WASHINGTON (Reuters) - Britain wants to ensure business relations with the United States are not disrupted and will seek negotiations on an "ambitious" trade agreement with the United States, UK trade secretary, Liam Fox, told Trump administration officials at the launch of discussions on Monday on post-Brexit planning.
Fox and his U.S. counterpart, Robert Lighthizer, jointly chaired the first meeting of a U.S.-UK trade and investment working group, which will start work on a bilateral trade agreement between the countries after Brexit.
Britain is not free to enter into new trade deals until it has left the EU in 2019. It has indicated, however, that it wants to get legal documents in place to ensure that such things as flights and data flows between the countries are not interrupted.
"The immediate priority is to give businesses on both sides of the Atlantic certainty and confidence," Fox told the working group in opening remarks made available to the press. "Early discussions will focus on providing commercial continuity for US and UK businesses as the UK leaves the EU," he added.

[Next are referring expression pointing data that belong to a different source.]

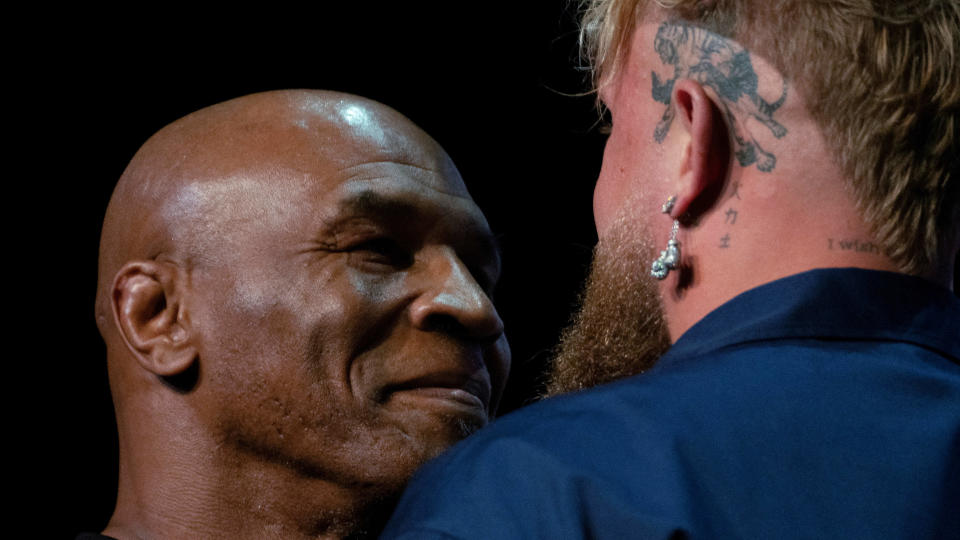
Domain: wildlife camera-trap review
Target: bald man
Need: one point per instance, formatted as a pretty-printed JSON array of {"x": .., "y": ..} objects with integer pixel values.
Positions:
[{"x": 294, "y": 290}]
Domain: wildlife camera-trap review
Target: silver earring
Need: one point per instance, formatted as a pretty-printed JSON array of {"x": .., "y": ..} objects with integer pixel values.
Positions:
[{"x": 670, "y": 257}]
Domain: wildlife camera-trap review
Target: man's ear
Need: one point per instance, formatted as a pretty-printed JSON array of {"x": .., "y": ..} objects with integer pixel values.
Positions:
[
  {"x": 151, "y": 318},
  {"x": 706, "y": 158}
]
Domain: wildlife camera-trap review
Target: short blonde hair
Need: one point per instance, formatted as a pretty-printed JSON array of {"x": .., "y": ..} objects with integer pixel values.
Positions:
[{"x": 881, "y": 79}]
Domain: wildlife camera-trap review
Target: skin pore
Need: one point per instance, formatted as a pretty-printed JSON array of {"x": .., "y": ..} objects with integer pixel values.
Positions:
[{"x": 295, "y": 295}]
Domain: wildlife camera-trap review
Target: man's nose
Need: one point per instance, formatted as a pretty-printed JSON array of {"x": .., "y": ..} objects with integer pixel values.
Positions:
[{"x": 452, "y": 301}]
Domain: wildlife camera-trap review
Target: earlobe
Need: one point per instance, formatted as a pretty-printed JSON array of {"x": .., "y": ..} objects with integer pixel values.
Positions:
[
  {"x": 704, "y": 163},
  {"x": 150, "y": 319}
]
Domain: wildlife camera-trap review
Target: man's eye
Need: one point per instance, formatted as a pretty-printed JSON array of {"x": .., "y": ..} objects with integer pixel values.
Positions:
[{"x": 384, "y": 251}]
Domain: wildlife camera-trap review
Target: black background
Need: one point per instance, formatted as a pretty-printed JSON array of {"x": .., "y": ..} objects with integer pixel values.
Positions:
[{"x": 494, "y": 83}]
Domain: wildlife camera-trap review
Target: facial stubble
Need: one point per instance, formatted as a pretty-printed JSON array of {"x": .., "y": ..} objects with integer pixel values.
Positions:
[{"x": 619, "y": 329}]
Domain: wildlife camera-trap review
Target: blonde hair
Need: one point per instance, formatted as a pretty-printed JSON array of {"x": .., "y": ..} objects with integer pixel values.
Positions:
[{"x": 880, "y": 78}]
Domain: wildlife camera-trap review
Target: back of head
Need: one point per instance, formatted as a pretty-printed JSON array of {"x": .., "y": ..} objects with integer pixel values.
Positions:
[{"x": 879, "y": 78}]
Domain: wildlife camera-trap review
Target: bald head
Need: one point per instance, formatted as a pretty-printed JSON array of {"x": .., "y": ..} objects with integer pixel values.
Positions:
[
  {"x": 294, "y": 290},
  {"x": 159, "y": 206}
]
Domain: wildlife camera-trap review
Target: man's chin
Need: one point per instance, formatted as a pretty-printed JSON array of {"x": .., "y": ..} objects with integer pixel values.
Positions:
[{"x": 619, "y": 329}]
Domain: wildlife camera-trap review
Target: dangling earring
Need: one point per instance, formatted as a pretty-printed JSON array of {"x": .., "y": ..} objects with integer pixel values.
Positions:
[{"x": 670, "y": 257}]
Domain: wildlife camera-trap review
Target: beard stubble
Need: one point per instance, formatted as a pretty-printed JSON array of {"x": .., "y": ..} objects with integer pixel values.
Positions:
[{"x": 619, "y": 329}]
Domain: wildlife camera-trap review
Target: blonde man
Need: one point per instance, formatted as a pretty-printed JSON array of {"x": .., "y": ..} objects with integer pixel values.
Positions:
[{"x": 778, "y": 206}]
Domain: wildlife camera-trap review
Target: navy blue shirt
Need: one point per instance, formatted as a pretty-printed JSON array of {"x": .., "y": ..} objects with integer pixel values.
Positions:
[{"x": 822, "y": 405}]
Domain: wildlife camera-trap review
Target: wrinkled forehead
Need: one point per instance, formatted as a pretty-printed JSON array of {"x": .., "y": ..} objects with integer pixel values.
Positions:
[{"x": 312, "y": 156}]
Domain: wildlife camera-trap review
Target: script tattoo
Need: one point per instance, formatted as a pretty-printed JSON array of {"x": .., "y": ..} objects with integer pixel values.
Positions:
[{"x": 724, "y": 66}]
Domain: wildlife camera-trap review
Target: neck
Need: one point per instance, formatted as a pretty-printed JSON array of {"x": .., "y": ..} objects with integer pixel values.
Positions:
[
  {"x": 769, "y": 229},
  {"x": 197, "y": 488}
]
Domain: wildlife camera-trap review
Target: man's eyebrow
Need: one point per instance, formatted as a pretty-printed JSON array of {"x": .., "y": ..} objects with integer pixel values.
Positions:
[{"x": 371, "y": 202}]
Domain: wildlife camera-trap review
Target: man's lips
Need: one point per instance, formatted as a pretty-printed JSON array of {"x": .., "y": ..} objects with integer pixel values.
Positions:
[{"x": 471, "y": 390}]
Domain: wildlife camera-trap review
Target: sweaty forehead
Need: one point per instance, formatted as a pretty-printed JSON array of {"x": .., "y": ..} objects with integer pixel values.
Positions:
[{"x": 314, "y": 134}]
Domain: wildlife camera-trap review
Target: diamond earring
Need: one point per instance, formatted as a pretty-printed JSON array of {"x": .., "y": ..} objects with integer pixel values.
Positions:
[{"x": 670, "y": 257}]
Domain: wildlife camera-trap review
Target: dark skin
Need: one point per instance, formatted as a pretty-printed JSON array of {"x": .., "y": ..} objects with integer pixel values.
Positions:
[{"x": 295, "y": 296}]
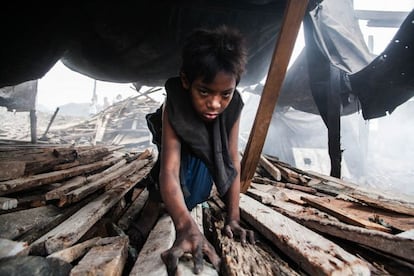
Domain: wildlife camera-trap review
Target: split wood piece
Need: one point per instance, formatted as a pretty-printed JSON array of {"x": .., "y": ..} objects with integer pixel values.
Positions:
[
  {"x": 305, "y": 189},
  {"x": 11, "y": 169},
  {"x": 409, "y": 234},
  {"x": 395, "y": 221},
  {"x": 325, "y": 205},
  {"x": 274, "y": 201},
  {"x": 160, "y": 239},
  {"x": 242, "y": 260},
  {"x": 86, "y": 155},
  {"x": 110, "y": 179},
  {"x": 288, "y": 175},
  {"x": 8, "y": 203},
  {"x": 31, "y": 201},
  {"x": 197, "y": 215},
  {"x": 15, "y": 224},
  {"x": 315, "y": 254},
  {"x": 71, "y": 230},
  {"x": 293, "y": 196},
  {"x": 19, "y": 184},
  {"x": 272, "y": 170},
  {"x": 9, "y": 248},
  {"x": 395, "y": 245},
  {"x": 40, "y": 229},
  {"x": 106, "y": 259},
  {"x": 382, "y": 203},
  {"x": 338, "y": 186},
  {"x": 133, "y": 210},
  {"x": 79, "y": 181},
  {"x": 73, "y": 253},
  {"x": 324, "y": 223}
]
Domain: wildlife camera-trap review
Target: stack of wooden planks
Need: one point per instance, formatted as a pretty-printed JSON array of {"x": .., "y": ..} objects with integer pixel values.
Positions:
[
  {"x": 63, "y": 201},
  {"x": 71, "y": 207}
]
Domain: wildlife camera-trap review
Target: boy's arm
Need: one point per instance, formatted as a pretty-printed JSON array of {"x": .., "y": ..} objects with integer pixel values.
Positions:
[
  {"x": 233, "y": 194},
  {"x": 189, "y": 239}
]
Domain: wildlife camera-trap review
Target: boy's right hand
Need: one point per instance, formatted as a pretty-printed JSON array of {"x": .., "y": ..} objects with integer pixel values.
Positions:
[{"x": 190, "y": 240}]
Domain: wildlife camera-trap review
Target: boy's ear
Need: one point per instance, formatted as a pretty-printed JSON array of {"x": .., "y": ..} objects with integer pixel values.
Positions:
[{"x": 184, "y": 81}]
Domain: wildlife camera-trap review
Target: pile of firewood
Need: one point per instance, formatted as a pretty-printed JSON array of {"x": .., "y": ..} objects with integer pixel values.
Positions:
[
  {"x": 60, "y": 201},
  {"x": 68, "y": 208}
]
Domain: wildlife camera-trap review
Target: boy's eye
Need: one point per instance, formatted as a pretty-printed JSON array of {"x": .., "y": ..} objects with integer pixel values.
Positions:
[
  {"x": 203, "y": 92},
  {"x": 227, "y": 94}
]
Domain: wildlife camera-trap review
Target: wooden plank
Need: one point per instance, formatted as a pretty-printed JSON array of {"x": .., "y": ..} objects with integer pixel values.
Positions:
[
  {"x": 400, "y": 246},
  {"x": 274, "y": 201},
  {"x": 71, "y": 230},
  {"x": 293, "y": 17},
  {"x": 160, "y": 239},
  {"x": 19, "y": 184},
  {"x": 293, "y": 196},
  {"x": 385, "y": 204},
  {"x": 133, "y": 210},
  {"x": 112, "y": 178},
  {"x": 409, "y": 234},
  {"x": 7, "y": 203},
  {"x": 315, "y": 254},
  {"x": 327, "y": 205},
  {"x": 106, "y": 259},
  {"x": 13, "y": 225},
  {"x": 11, "y": 169},
  {"x": 272, "y": 170},
  {"x": 305, "y": 189},
  {"x": 75, "y": 252},
  {"x": 9, "y": 248},
  {"x": 324, "y": 223},
  {"x": 242, "y": 260}
]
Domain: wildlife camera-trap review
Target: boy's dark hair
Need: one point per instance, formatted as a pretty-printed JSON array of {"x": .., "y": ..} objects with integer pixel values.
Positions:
[{"x": 209, "y": 51}]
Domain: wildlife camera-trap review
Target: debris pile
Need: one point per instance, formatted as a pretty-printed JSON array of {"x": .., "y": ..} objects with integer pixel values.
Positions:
[{"x": 122, "y": 123}]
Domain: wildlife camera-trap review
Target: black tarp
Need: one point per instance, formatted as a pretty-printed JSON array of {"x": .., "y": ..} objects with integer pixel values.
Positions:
[
  {"x": 126, "y": 41},
  {"x": 139, "y": 41}
]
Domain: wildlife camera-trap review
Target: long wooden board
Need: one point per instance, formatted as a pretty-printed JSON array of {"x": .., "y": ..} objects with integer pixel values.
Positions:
[
  {"x": 106, "y": 259},
  {"x": 19, "y": 184},
  {"x": 293, "y": 16},
  {"x": 161, "y": 238},
  {"x": 327, "y": 205},
  {"x": 72, "y": 229},
  {"x": 315, "y": 254},
  {"x": 321, "y": 222}
]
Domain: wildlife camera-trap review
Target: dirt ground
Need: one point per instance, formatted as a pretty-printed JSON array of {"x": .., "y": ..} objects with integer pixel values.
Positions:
[{"x": 16, "y": 126}]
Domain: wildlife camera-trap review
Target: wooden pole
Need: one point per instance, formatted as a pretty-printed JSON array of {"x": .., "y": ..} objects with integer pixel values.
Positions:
[{"x": 294, "y": 13}]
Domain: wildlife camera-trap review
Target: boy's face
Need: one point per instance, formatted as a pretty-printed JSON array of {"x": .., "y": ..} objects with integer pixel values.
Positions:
[{"x": 211, "y": 99}]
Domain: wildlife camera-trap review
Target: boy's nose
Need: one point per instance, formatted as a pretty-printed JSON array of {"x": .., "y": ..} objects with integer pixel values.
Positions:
[{"x": 215, "y": 103}]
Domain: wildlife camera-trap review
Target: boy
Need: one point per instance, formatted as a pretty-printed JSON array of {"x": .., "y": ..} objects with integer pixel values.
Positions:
[{"x": 198, "y": 140}]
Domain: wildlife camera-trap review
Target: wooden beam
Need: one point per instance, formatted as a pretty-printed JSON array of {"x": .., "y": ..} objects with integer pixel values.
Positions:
[
  {"x": 106, "y": 259},
  {"x": 315, "y": 254},
  {"x": 161, "y": 238},
  {"x": 293, "y": 16},
  {"x": 10, "y": 248},
  {"x": 132, "y": 212}
]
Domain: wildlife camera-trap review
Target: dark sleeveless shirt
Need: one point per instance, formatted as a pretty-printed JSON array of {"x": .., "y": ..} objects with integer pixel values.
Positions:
[{"x": 206, "y": 141}]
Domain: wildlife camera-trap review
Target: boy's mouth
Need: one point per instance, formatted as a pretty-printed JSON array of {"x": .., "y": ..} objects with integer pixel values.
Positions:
[{"x": 210, "y": 116}]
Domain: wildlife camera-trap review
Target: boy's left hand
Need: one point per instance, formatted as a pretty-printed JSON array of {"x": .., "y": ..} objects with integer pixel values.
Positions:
[{"x": 233, "y": 228}]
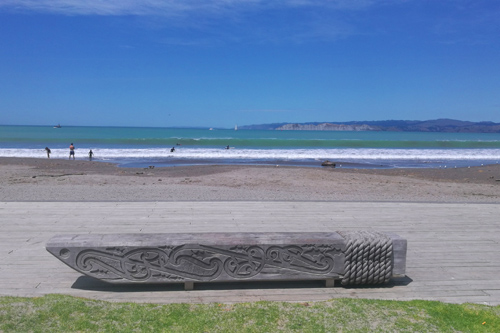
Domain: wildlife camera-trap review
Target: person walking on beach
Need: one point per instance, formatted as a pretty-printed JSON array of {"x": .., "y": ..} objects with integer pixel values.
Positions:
[{"x": 71, "y": 151}]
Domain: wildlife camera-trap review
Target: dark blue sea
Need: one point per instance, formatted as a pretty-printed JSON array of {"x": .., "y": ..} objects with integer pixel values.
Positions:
[{"x": 140, "y": 147}]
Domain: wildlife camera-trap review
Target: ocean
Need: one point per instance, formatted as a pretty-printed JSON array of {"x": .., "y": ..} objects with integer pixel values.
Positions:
[{"x": 143, "y": 147}]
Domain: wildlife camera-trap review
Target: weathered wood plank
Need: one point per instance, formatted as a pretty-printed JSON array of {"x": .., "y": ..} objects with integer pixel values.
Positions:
[{"x": 453, "y": 249}]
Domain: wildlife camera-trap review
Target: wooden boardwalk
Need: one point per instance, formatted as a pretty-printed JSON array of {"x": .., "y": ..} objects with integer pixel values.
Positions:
[{"x": 453, "y": 249}]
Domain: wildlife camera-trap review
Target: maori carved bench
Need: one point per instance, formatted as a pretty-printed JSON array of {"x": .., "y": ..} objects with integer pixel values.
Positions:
[{"x": 355, "y": 257}]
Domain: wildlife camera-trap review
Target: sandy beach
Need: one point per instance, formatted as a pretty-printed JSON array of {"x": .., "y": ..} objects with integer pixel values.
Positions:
[{"x": 27, "y": 179}]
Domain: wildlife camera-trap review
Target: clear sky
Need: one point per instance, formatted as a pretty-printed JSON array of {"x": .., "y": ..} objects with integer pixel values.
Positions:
[{"x": 218, "y": 63}]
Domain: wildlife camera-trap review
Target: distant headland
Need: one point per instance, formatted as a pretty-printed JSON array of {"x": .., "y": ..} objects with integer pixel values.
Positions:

On Tuesday, as part of Britain's Brexit transition campaign, Fox is due to address U.S. lawmakers on Capitol Hill and launch a report detailing British trade and investment with 435 congressional districts in the United States.
Trade between the United States and Britain is about $200 billion annually.
"We have begun to look at our continuity agreements to maintain as open and flexible relationship as we can," Fox told the American Enterprise Institute think tank earlier on Monday.
"We're looking at bilateral ways, while we're still members of the European Union, to achieve trade liberalization on a number of fronts on science and technology, and we are looking to scope out the future free trade agreement with no preconceptions attached to that," he added.
Fox defended Britain's decision to leave the bloc and said those still hoping to change the 2015 British referendum result, which supported Brexit, "are dreaming."
U.S. President Donald Trump has said his administration would work hard to get a quick bilateral trade deal done.
Trade was a major issue during the Brexit campaign when former U.S. President Barack Obama said Britain would have to go "to the back of the queue" for a deal if it voted to leave the EU.